De acordo com fontes oficiais, a prerrogativa do pagamento deste abono continua estabelecida, dependendo, porém, de uma análise cuidadosa da situação económica do país.Segundo informações avançadas por entidades ligadas ao Ministério da Economia e Finanças, o pagamento do décimo terceiro salário está associado a um conjunto de factores, entre os quais se destacam o desempenho económico, a disponibilidade orçamental e a sustentabilidade das contas públicas.
Nos últimos anos, o Executivo tem efectuado o pagamento do décimo terceiro de forma condicionada, privilegiando sectores prioritários e ajustando o desembolso às capacidades financeiras do Estado. A prática tem sido justificada pela necessidade de manter o equilíbrio macroeconómico, num contexto de desafios fiscais e flutuações de receitas.
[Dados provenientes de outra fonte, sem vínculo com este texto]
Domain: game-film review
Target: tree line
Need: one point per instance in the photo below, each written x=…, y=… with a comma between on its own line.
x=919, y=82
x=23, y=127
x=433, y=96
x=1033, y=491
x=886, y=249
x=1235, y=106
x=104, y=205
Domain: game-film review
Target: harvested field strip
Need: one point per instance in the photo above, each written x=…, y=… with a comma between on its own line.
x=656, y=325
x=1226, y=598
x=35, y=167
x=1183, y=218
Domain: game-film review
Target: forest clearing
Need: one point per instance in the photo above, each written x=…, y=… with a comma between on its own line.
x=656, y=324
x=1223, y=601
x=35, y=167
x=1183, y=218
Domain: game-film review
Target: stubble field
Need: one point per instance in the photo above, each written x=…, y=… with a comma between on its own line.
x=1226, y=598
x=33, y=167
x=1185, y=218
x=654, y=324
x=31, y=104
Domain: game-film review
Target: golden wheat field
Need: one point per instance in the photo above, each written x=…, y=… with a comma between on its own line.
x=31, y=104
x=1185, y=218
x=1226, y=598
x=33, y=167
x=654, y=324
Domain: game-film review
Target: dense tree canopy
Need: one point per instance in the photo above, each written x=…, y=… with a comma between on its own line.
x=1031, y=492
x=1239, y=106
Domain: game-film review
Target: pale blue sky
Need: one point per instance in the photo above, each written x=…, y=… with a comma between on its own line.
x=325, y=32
Para o presente ano, o Governo ainda não se pronunciou oficialmente sobre a matéria. Contudo, garante que qualquer decisão relacionada com o pagamento ou eventual alternativa será comunicada atempadamente, através dos canais formais de diálogo e negociação com os parceiros sociais, nomeadamente sindicatos e associações representativas dos trabalhadores.
Especialistas em economia pública sublinham que, embora o décimo terceiro salário represente um direito adquirido e um estímulo à motivação laboral, o seu pagamento integral depende fortemente da performance da economia nacional, afectada por factores como a inflação, a dívida pública e as receitas provenientes da exportação de recursos naturais.
Enquanto se aguarda por um posicionamento definitivo do Executivo, reina a expectativa entre os funcionários públicos, muitos dos quais contam com o abono de fim de ano para fazer face às despesas típicas da quadra festiva.